Quand le chef la vie, son cœur se mit à battre violemment, et la femme était belle comme une belle plante. Il lui demanda : « Qui es-tu pour que j’en parle à mon peuple ? » Elle répondit : « Je viens du lézard (mo’o), Hinaraurea est mon nom, donne-moi deux noms pour mon enfant ». L’homme lui dit : « Si tu mets au monde un garçon, tu l’appelleras Aoaoariiiotai, et si c’est une fille Hinaraurea ».
Ils s’embrassèrent tous deux, le corps du lézard se retourna, la queue vers la montagne et la bouche vers la mer.
Le chef retourna chez lui par le sentier retrouvé et rencontra ses hommes qui avaient pensé qu’il s’était trouvé dans une mauvaise situation.
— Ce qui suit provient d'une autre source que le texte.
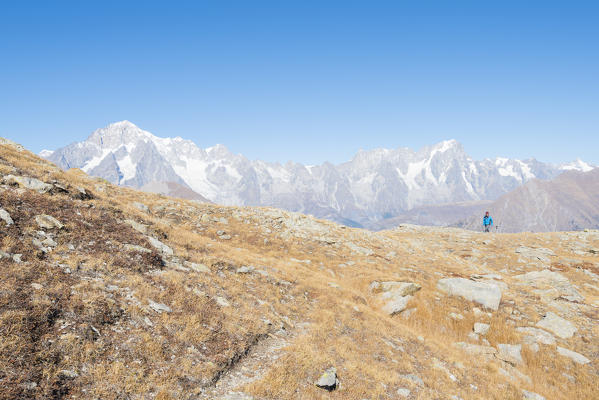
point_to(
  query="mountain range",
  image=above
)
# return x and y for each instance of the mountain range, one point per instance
(372, 189)
(569, 202)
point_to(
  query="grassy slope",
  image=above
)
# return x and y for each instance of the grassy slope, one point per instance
(312, 289)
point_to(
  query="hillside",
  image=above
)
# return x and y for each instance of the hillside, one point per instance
(370, 189)
(566, 203)
(111, 293)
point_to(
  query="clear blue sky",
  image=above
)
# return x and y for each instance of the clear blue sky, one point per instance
(307, 81)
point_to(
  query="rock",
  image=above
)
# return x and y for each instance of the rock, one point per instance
(393, 289)
(161, 247)
(142, 228)
(245, 269)
(221, 301)
(553, 279)
(5, 216)
(396, 305)
(83, 194)
(197, 267)
(456, 317)
(159, 307)
(475, 349)
(480, 328)
(487, 294)
(359, 249)
(557, 325)
(135, 247)
(48, 222)
(140, 206)
(49, 242)
(29, 183)
(414, 379)
(236, 396)
(531, 395)
(574, 356)
(510, 353)
(540, 254)
(66, 373)
(328, 380)
(538, 335)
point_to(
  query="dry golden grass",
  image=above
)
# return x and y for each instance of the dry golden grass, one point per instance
(96, 320)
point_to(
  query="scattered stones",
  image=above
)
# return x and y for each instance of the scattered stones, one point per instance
(359, 249)
(396, 305)
(480, 328)
(48, 222)
(510, 353)
(140, 206)
(574, 356)
(159, 307)
(476, 349)
(557, 325)
(5, 216)
(531, 395)
(414, 379)
(555, 280)
(67, 373)
(197, 267)
(142, 228)
(221, 301)
(245, 269)
(161, 247)
(137, 248)
(28, 183)
(456, 317)
(487, 294)
(538, 335)
(328, 380)
(395, 294)
(539, 254)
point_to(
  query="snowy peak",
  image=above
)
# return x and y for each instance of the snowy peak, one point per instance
(577, 165)
(374, 185)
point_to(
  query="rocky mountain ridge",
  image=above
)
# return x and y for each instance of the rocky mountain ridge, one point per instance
(567, 203)
(108, 292)
(373, 186)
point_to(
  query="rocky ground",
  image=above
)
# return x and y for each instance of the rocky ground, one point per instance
(109, 293)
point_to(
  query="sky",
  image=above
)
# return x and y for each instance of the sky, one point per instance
(308, 81)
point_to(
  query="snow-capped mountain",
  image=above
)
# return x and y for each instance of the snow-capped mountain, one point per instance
(374, 185)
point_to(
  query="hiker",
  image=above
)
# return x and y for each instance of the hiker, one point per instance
(487, 222)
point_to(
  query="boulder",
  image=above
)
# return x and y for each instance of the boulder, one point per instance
(480, 328)
(48, 222)
(484, 293)
(29, 183)
(526, 395)
(510, 353)
(574, 356)
(159, 307)
(555, 280)
(161, 247)
(5, 216)
(538, 335)
(328, 380)
(396, 305)
(557, 325)
(395, 294)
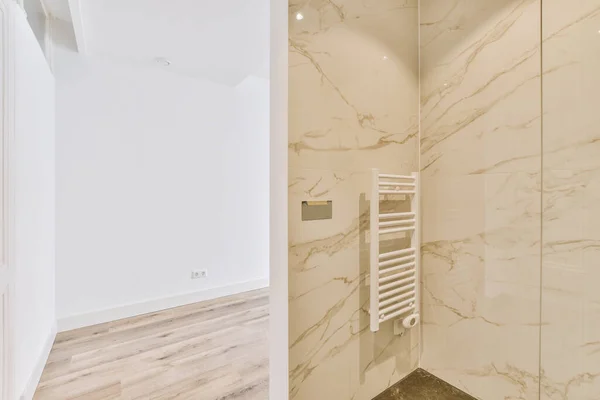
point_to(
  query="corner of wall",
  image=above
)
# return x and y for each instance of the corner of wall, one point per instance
(36, 374)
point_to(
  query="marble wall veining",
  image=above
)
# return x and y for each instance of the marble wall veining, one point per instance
(353, 106)
(570, 337)
(481, 182)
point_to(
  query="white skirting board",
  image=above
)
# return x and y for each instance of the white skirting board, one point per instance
(34, 379)
(153, 305)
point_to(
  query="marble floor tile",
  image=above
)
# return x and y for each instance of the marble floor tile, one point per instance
(421, 385)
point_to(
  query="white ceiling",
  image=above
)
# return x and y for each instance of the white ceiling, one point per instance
(221, 40)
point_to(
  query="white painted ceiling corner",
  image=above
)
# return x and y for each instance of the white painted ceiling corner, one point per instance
(221, 41)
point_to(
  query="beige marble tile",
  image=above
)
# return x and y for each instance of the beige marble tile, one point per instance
(570, 339)
(333, 354)
(481, 267)
(480, 164)
(480, 86)
(353, 106)
(353, 84)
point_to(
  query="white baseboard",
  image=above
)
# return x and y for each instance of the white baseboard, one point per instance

D’où venait-il ? Le chef arriva chez lui avec ses hommes.
Neuf mois après il naquit un petit lézard, et, voici, c’était un garçon de l’allure d’un mâle, beau, il n’avait rien de différent, il fut appelé Aoaoariiiotai.
Quand il eut 8 ans, il demanda à sa mère : « Où est mon père ? ». Elle lui répondit : « Il est en voyage », mais comme ces interrogations étaient fréquentes, qu’il prenait de l’âge, elle comprit qu’elle ne pourrait rien lui cacher plus longtemps car il était grand, fort, beau. Elle décida d’amener l’enfant à son père.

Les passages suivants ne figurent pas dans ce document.